In general, if you don't know where to go next, throw your character into a pit of lava. This pit of lava may be a new relationship, a drunken one night stand, a stabbing, or quite literally a pit of lava. In other words conflict.
My issue is that I can always blitz out the first 'Act'. I love throwing my characters into trouble. Solving the trouble? Not so much. The second Act hits and suddenly I'm floundering. So I use Act I to get to know my characters. When I start to drown I down keyboard, pick up pen and plan my story in a flowchart. What I want to happen. Where I want to go. Usually new ideas will leap out at me. I have a much higher ratio of finishing a story if I've gone through this step with it. The plan isn't fixed. I can add or change or take away as I wish. The point is I have something to aim for.

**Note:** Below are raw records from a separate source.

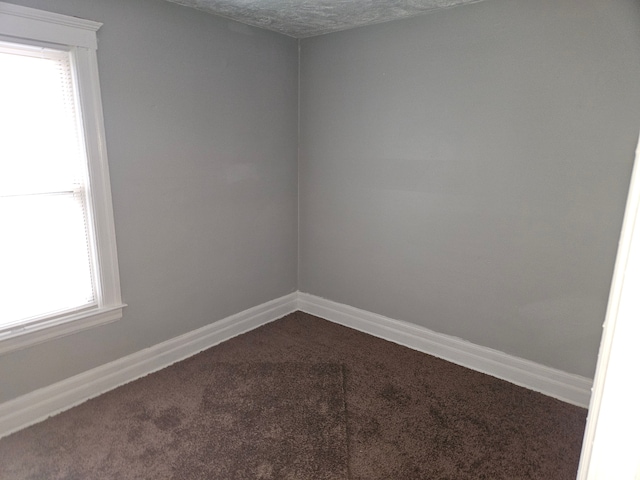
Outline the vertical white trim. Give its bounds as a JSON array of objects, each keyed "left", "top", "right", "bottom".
[
  {"left": 577, "top": 135, "right": 640, "bottom": 479},
  {"left": 73, "top": 44, "right": 123, "bottom": 308}
]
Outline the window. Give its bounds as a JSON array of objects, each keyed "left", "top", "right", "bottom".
[{"left": 0, "top": 2, "right": 124, "bottom": 353}]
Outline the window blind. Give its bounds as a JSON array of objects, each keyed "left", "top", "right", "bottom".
[{"left": 0, "top": 40, "right": 97, "bottom": 329}]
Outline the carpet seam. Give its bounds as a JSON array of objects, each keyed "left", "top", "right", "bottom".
[{"left": 340, "top": 363, "right": 352, "bottom": 480}]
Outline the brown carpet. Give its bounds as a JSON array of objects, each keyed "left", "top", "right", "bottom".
[{"left": 0, "top": 311, "right": 587, "bottom": 479}]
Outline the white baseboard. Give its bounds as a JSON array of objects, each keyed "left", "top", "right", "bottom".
[
  {"left": 0, "top": 290, "right": 592, "bottom": 439},
  {"left": 297, "top": 292, "right": 593, "bottom": 408},
  {"left": 0, "top": 292, "right": 298, "bottom": 439}
]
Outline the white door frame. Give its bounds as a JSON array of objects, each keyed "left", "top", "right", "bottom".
[{"left": 577, "top": 134, "right": 640, "bottom": 479}]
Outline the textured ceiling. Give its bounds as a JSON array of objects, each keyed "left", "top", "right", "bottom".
[{"left": 166, "top": 0, "right": 485, "bottom": 38}]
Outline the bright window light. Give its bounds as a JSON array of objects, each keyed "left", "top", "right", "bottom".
[
  {"left": 0, "top": 41, "right": 97, "bottom": 328},
  {"left": 0, "top": 1, "right": 124, "bottom": 354}
]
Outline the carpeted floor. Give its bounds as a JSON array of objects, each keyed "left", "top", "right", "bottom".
[{"left": 0, "top": 311, "right": 587, "bottom": 479}]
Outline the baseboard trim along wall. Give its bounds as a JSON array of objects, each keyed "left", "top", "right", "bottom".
[
  {"left": 0, "top": 292, "right": 298, "bottom": 439},
  {"left": 297, "top": 292, "right": 593, "bottom": 408},
  {"left": 0, "top": 290, "right": 593, "bottom": 438}
]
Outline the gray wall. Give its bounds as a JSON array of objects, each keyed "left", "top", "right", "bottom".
[
  {"left": 299, "top": 0, "right": 640, "bottom": 378},
  {"left": 0, "top": 0, "right": 298, "bottom": 403},
  {"left": 2, "top": 0, "right": 639, "bottom": 404}
]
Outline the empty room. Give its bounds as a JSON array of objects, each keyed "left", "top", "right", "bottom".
[{"left": 1, "top": 0, "right": 639, "bottom": 478}]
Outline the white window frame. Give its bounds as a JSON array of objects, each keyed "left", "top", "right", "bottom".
[{"left": 0, "top": 2, "right": 125, "bottom": 354}]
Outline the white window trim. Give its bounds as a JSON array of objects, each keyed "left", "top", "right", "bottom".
[{"left": 0, "top": 2, "right": 125, "bottom": 355}]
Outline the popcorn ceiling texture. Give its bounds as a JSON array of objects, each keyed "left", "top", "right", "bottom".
[{"left": 166, "top": 0, "right": 485, "bottom": 37}]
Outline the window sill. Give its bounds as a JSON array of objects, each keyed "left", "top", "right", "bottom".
[{"left": 0, "top": 304, "right": 126, "bottom": 355}]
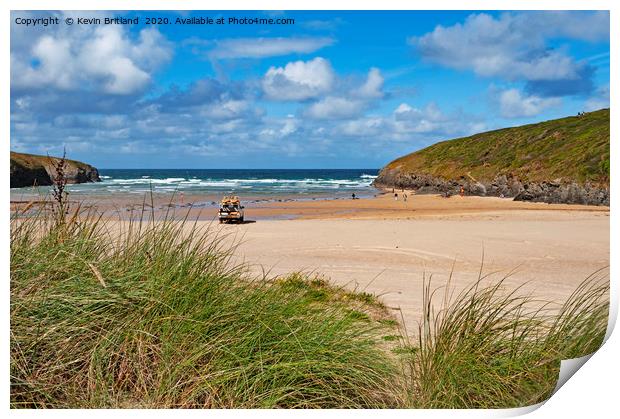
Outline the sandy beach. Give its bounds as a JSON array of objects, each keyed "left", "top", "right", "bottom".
[
  {"left": 186, "top": 192, "right": 609, "bottom": 332},
  {"left": 12, "top": 190, "right": 610, "bottom": 332}
]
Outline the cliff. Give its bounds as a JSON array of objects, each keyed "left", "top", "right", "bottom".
[
  {"left": 374, "top": 109, "right": 610, "bottom": 205},
  {"left": 10, "top": 151, "right": 101, "bottom": 188}
]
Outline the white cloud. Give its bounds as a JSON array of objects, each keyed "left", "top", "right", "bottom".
[
  {"left": 394, "top": 102, "right": 444, "bottom": 123},
  {"left": 355, "top": 68, "right": 384, "bottom": 99},
  {"left": 338, "top": 117, "right": 385, "bottom": 137},
  {"left": 262, "top": 57, "right": 335, "bottom": 101},
  {"left": 200, "top": 99, "right": 251, "bottom": 120},
  {"left": 497, "top": 88, "right": 561, "bottom": 118},
  {"left": 305, "top": 96, "right": 365, "bottom": 119},
  {"left": 512, "top": 11, "right": 609, "bottom": 42},
  {"left": 280, "top": 116, "right": 298, "bottom": 136},
  {"left": 11, "top": 22, "right": 172, "bottom": 95},
  {"left": 409, "top": 12, "right": 606, "bottom": 83},
  {"left": 209, "top": 37, "right": 334, "bottom": 59}
]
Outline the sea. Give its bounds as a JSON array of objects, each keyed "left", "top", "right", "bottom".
[{"left": 11, "top": 169, "right": 381, "bottom": 200}]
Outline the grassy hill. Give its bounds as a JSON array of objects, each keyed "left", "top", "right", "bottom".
[
  {"left": 380, "top": 109, "right": 609, "bottom": 186},
  {"left": 10, "top": 151, "right": 100, "bottom": 188}
]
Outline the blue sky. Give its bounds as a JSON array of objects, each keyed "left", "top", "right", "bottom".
[{"left": 10, "top": 10, "right": 610, "bottom": 169}]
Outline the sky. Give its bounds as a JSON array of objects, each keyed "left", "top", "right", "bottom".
[{"left": 10, "top": 10, "right": 610, "bottom": 169}]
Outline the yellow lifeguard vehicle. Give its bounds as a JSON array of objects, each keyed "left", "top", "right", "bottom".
[{"left": 218, "top": 196, "right": 245, "bottom": 223}]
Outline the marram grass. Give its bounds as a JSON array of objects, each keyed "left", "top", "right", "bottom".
[
  {"left": 10, "top": 202, "right": 609, "bottom": 408},
  {"left": 404, "top": 269, "right": 609, "bottom": 408}
]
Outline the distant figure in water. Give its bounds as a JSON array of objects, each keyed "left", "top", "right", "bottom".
[
  {"left": 394, "top": 193, "right": 398, "bottom": 201},
  {"left": 352, "top": 193, "right": 356, "bottom": 200},
  {"left": 460, "top": 186, "right": 465, "bottom": 197}
]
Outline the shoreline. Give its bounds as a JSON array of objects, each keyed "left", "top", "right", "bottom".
[{"left": 10, "top": 187, "right": 610, "bottom": 222}]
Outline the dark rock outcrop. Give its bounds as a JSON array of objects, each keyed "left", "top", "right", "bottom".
[
  {"left": 10, "top": 158, "right": 53, "bottom": 188},
  {"left": 373, "top": 169, "right": 609, "bottom": 206},
  {"left": 10, "top": 152, "right": 101, "bottom": 188}
]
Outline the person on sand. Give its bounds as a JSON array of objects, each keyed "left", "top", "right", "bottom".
[
  {"left": 460, "top": 186, "right": 465, "bottom": 197},
  {"left": 352, "top": 193, "right": 356, "bottom": 200},
  {"left": 394, "top": 193, "right": 398, "bottom": 201},
  {"left": 404, "top": 193, "right": 408, "bottom": 202}
]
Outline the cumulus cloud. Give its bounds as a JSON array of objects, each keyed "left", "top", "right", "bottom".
[
  {"left": 355, "top": 68, "right": 384, "bottom": 99},
  {"left": 200, "top": 99, "right": 253, "bottom": 120},
  {"left": 392, "top": 102, "right": 452, "bottom": 134},
  {"left": 497, "top": 88, "right": 561, "bottom": 118},
  {"left": 305, "top": 96, "right": 366, "bottom": 119},
  {"left": 511, "top": 11, "right": 609, "bottom": 42},
  {"left": 262, "top": 57, "right": 335, "bottom": 101},
  {"left": 333, "top": 102, "right": 486, "bottom": 144},
  {"left": 394, "top": 102, "right": 444, "bottom": 124},
  {"left": 11, "top": 19, "right": 172, "bottom": 95},
  {"left": 409, "top": 11, "right": 607, "bottom": 96},
  {"left": 279, "top": 116, "right": 298, "bottom": 137},
  {"left": 337, "top": 117, "right": 386, "bottom": 137},
  {"left": 292, "top": 66, "right": 385, "bottom": 119},
  {"left": 208, "top": 37, "right": 334, "bottom": 59}
]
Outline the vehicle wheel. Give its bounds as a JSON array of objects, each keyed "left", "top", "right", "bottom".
[
  {"left": 219, "top": 219, "right": 223, "bottom": 224},
  {"left": 239, "top": 216, "right": 244, "bottom": 223}
]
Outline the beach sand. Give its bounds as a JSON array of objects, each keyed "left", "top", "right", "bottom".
[
  {"left": 194, "top": 192, "right": 609, "bottom": 333},
  {"left": 13, "top": 191, "right": 609, "bottom": 332}
]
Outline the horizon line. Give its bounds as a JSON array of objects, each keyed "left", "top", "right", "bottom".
[{"left": 97, "top": 168, "right": 382, "bottom": 170}]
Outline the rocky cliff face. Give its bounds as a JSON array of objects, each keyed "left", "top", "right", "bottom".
[
  {"left": 373, "top": 169, "right": 609, "bottom": 206},
  {"left": 10, "top": 152, "right": 101, "bottom": 189}
]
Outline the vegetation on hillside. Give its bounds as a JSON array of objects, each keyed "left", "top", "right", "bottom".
[
  {"left": 10, "top": 151, "right": 95, "bottom": 173},
  {"left": 383, "top": 108, "right": 610, "bottom": 185}
]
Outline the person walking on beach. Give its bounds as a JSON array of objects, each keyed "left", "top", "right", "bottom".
[
  {"left": 352, "top": 193, "right": 356, "bottom": 200},
  {"left": 459, "top": 186, "right": 465, "bottom": 197},
  {"left": 394, "top": 193, "right": 398, "bottom": 201},
  {"left": 404, "top": 193, "right": 408, "bottom": 202}
]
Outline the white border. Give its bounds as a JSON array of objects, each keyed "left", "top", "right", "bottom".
[{"left": 3, "top": 1, "right": 617, "bottom": 418}]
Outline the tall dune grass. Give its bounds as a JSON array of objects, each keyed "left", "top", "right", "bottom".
[
  {"left": 10, "top": 198, "right": 608, "bottom": 408},
  {"left": 405, "top": 270, "right": 609, "bottom": 408},
  {"left": 10, "top": 206, "right": 406, "bottom": 408}
]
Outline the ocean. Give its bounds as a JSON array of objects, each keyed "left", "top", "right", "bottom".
[{"left": 11, "top": 169, "right": 380, "bottom": 199}]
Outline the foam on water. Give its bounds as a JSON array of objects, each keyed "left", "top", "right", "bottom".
[{"left": 11, "top": 169, "right": 380, "bottom": 198}]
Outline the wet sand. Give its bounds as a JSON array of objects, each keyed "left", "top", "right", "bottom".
[{"left": 12, "top": 189, "right": 608, "bottom": 220}]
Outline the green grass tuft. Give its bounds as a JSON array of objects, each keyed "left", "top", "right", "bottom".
[
  {"left": 403, "top": 271, "right": 609, "bottom": 408},
  {"left": 10, "top": 209, "right": 406, "bottom": 408}
]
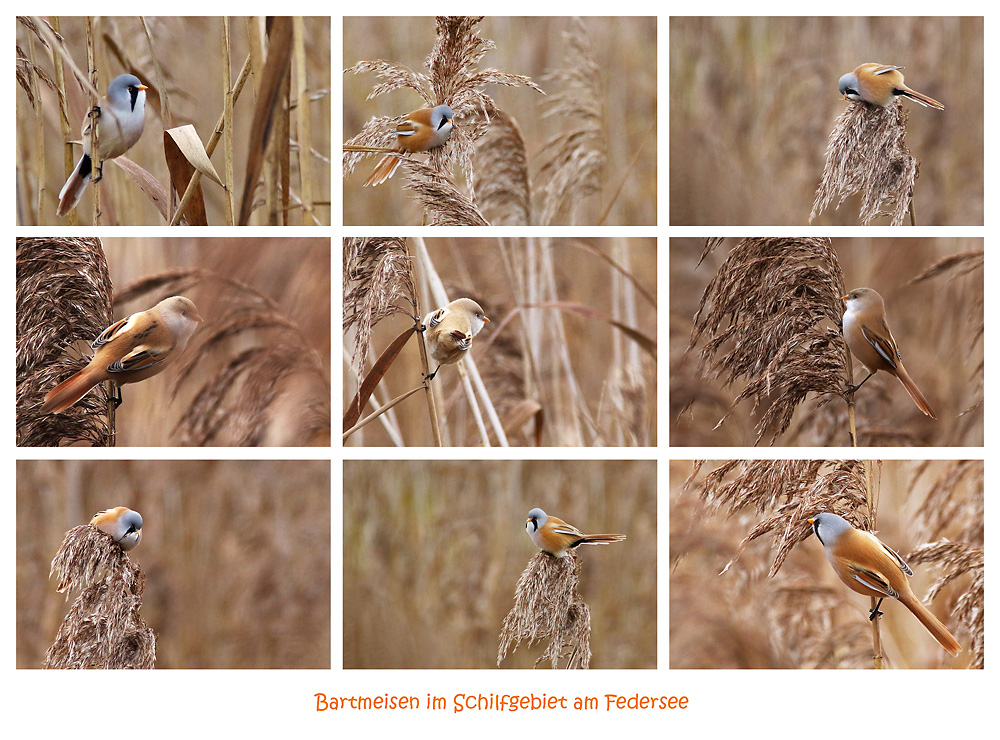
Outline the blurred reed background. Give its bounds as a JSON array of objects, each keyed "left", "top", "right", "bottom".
[
  {"left": 17, "top": 459, "right": 331, "bottom": 669},
  {"left": 670, "top": 236, "right": 983, "bottom": 446},
  {"left": 344, "top": 236, "right": 656, "bottom": 446},
  {"left": 343, "top": 16, "right": 656, "bottom": 226},
  {"left": 343, "top": 459, "right": 656, "bottom": 669},
  {"left": 669, "top": 459, "right": 982, "bottom": 669},
  {"left": 670, "top": 16, "right": 983, "bottom": 225},
  {"left": 21, "top": 236, "right": 330, "bottom": 446},
  {"left": 16, "top": 16, "right": 331, "bottom": 225}
]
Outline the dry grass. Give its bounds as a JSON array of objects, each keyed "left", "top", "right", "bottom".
[
  {"left": 18, "top": 236, "right": 330, "bottom": 446},
  {"left": 45, "top": 524, "right": 155, "bottom": 669},
  {"left": 670, "top": 16, "right": 983, "bottom": 226},
  {"left": 343, "top": 236, "right": 656, "bottom": 446},
  {"left": 670, "top": 459, "right": 982, "bottom": 669},
  {"left": 343, "top": 460, "right": 655, "bottom": 669},
  {"left": 16, "top": 16, "right": 331, "bottom": 225},
  {"left": 672, "top": 237, "right": 984, "bottom": 446},
  {"left": 17, "top": 460, "right": 331, "bottom": 669},
  {"left": 344, "top": 17, "right": 655, "bottom": 226}
]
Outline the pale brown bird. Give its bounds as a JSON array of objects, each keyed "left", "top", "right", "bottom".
[
  {"left": 841, "top": 287, "right": 936, "bottom": 418},
  {"left": 421, "top": 297, "right": 489, "bottom": 380}
]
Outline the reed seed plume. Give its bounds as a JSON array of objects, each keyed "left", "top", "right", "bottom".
[
  {"left": 402, "top": 159, "right": 489, "bottom": 225},
  {"left": 344, "top": 16, "right": 543, "bottom": 221},
  {"left": 811, "top": 102, "right": 917, "bottom": 226},
  {"left": 497, "top": 552, "right": 592, "bottom": 669},
  {"left": 472, "top": 111, "right": 530, "bottom": 225},
  {"left": 907, "top": 540, "right": 983, "bottom": 669},
  {"left": 688, "top": 459, "right": 869, "bottom": 579},
  {"left": 16, "top": 236, "right": 113, "bottom": 447},
  {"left": 343, "top": 237, "right": 417, "bottom": 385},
  {"left": 45, "top": 524, "right": 155, "bottom": 669},
  {"left": 687, "top": 237, "right": 848, "bottom": 445},
  {"left": 908, "top": 251, "right": 984, "bottom": 415},
  {"left": 536, "top": 17, "right": 604, "bottom": 226}
]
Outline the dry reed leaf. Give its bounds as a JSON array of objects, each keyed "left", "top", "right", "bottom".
[
  {"left": 163, "top": 132, "right": 207, "bottom": 225},
  {"left": 111, "top": 155, "right": 171, "bottom": 221},
  {"left": 498, "top": 552, "right": 592, "bottom": 669},
  {"left": 528, "top": 301, "right": 656, "bottom": 359},
  {"left": 343, "top": 326, "right": 416, "bottom": 432},
  {"left": 238, "top": 17, "right": 293, "bottom": 225},
  {"left": 688, "top": 237, "right": 848, "bottom": 445},
  {"left": 166, "top": 125, "right": 224, "bottom": 186},
  {"left": 811, "top": 102, "right": 917, "bottom": 226},
  {"left": 45, "top": 524, "right": 155, "bottom": 669}
]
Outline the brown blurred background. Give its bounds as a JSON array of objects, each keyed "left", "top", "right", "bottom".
[
  {"left": 670, "top": 236, "right": 983, "bottom": 446},
  {"left": 24, "top": 236, "right": 331, "bottom": 446},
  {"left": 16, "top": 16, "right": 331, "bottom": 225},
  {"left": 344, "top": 236, "right": 656, "bottom": 446},
  {"left": 17, "top": 459, "right": 331, "bottom": 669},
  {"left": 670, "top": 459, "right": 981, "bottom": 669},
  {"left": 343, "top": 16, "right": 656, "bottom": 225},
  {"left": 670, "top": 16, "right": 983, "bottom": 225},
  {"left": 343, "top": 459, "right": 656, "bottom": 668}
]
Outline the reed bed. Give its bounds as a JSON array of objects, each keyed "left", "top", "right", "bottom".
[
  {"left": 671, "top": 236, "right": 983, "bottom": 446},
  {"left": 344, "top": 236, "right": 656, "bottom": 446},
  {"left": 17, "top": 459, "right": 331, "bottom": 669},
  {"left": 16, "top": 16, "right": 331, "bottom": 225},
  {"left": 670, "top": 460, "right": 982, "bottom": 669},
  {"left": 343, "top": 459, "right": 655, "bottom": 669},
  {"left": 669, "top": 16, "right": 982, "bottom": 225},
  {"left": 344, "top": 16, "right": 655, "bottom": 226}
]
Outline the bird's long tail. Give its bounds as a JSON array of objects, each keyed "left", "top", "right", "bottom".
[
  {"left": 895, "top": 364, "right": 937, "bottom": 418},
  {"left": 40, "top": 369, "right": 101, "bottom": 414},
  {"left": 364, "top": 152, "right": 403, "bottom": 187},
  {"left": 900, "top": 89, "right": 945, "bottom": 110},
  {"left": 575, "top": 534, "right": 627, "bottom": 547},
  {"left": 899, "top": 591, "right": 962, "bottom": 656}
]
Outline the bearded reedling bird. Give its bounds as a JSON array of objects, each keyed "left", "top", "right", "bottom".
[
  {"left": 841, "top": 287, "right": 936, "bottom": 418},
  {"left": 809, "top": 512, "right": 961, "bottom": 656},
  {"left": 364, "top": 104, "right": 455, "bottom": 187},
  {"left": 525, "top": 508, "right": 626, "bottom": 558},
  {"left": 57, "top": 73, "right": 148, "bottom": 217},
  {"left": 838, "top": 63, "right": 944, "bottom": 110},
  {"left": 421, "top": 297, "right": 489, "bottom": 381},
  {"left": 90, "top": 507, "right": 144, "bottom": 552},
  {"left": 40, "top": 296, "right": 203, "bottom": 414}
]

My best dialogue always comes to me when I'm far from computer or paper. Always write it down the moment you have a chance because no matter how often you tell yourself you'll remember, you won't. If you want to improve your dialogue evesdropping may not be moral but you'd be amazed what can come out of people's mouths.
Reading also helps. Never stop reading. Even reading crap can help because if you can pinpoint what makes it crap then you won't make those mistakes yourself.
As for describing the setting, show it as your character experiences it. Use all the senses. You don't need every detail. Readers will build a picture in their mind of a log cabin or a five star suite and they won't all be the same. It doesn't matter if your imagination put the chair Jack fell over on the right of the room and mine put it on the left. How many of us have seen films of our favourtite books and said 'That's not how I imagined it'? So rather than telling your reader what the surroundings are like, let them know through action only what is important to your character.